Which is exactly what people have been fearful of from the beginning. Gussis may have wanted to start a conversation and that conversation has put her show as an example of things that we need to move away from.
Joe Berkowitz from Fast Company admitted that he sided with Gussis’ ‘don’t knock it till you watched it’ philosophy and felt empathic due to hearing about Gussis’ own weight struggle. However, “after bingeing four episodes that made me wish I could purge them from memory, it seems like the show’s conception of “revenge” is restricted mostly to “becoming a beauty queen.” Even if Patty wanted something other than to prove the extent of her hotness in a competitive setting, the show offers an irresponsible, dangerous depiction of her too-easy physical transformation, the seamless results of it, and their miraculous sustainability.”
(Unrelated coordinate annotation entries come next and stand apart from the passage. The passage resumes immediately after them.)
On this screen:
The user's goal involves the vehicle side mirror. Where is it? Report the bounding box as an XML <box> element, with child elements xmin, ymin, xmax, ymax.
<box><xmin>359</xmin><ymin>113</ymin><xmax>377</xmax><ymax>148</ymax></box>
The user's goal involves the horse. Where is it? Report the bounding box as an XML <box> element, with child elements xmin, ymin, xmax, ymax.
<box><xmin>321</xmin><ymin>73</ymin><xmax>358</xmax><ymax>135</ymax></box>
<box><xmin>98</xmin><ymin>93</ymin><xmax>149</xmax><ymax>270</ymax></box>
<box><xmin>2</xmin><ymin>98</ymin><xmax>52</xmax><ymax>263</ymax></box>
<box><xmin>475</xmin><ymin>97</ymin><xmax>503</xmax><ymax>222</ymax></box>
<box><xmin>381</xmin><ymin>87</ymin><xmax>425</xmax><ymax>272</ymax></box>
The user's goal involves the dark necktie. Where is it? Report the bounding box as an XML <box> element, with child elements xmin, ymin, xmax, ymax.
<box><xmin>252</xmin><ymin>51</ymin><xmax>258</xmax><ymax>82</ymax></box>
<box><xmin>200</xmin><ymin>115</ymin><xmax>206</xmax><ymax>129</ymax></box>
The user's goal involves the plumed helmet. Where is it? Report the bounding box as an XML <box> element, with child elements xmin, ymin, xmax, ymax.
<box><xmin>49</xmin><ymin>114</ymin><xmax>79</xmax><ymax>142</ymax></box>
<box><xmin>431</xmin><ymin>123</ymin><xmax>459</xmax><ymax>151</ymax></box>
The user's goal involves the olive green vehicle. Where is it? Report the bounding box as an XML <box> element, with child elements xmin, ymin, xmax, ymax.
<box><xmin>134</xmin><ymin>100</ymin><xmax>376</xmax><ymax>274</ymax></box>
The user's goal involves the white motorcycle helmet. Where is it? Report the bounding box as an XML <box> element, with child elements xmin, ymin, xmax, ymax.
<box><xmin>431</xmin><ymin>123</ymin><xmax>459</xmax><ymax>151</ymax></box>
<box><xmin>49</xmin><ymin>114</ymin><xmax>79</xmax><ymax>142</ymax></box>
According to Berkowitz the show mocks Patty for her weight constantly and everyone is hyper aggressive to fat people and “sometimes the school marching band follows Patty around with a tuba.”
But again: satire.
Berkowitz also brings up another really fucked-up aspect of the show with one of the show’s secondary characters Bob, who is Patty’s Lawyer and also has a side hustle of being a beauty pageant instructor. Bob is also “recently disgraced because the mother of one of his beauty pageant protégées has falsely accused him of touching her daughter’s ‘hoohoo,’ which is something she decided to do just on a whim.” Oh and the character’s wife is played by Alyssa Milano, who has been at the forefront of the #MeToo and #TimesUp movements.
Insatiable.
Finally, Variety‘s Caroline Framke broke down that at its core the series is just a dated, shallow, and just not that good.
“Insatiable” tries extremely hard to throw edgy jokes at the wall, hoping that they will turn the show into a sharp satire of how our society shuns the weak — or something. But despite some late-breaking attempts to right the ship, neither the show’s punchlines nor its characters are sharp enough to transcend their clichéd foundations.
Sometimes things can look bad and surprise you like Blockers, but there are also times where things are exactly what they seem. Insatiable is one of those times.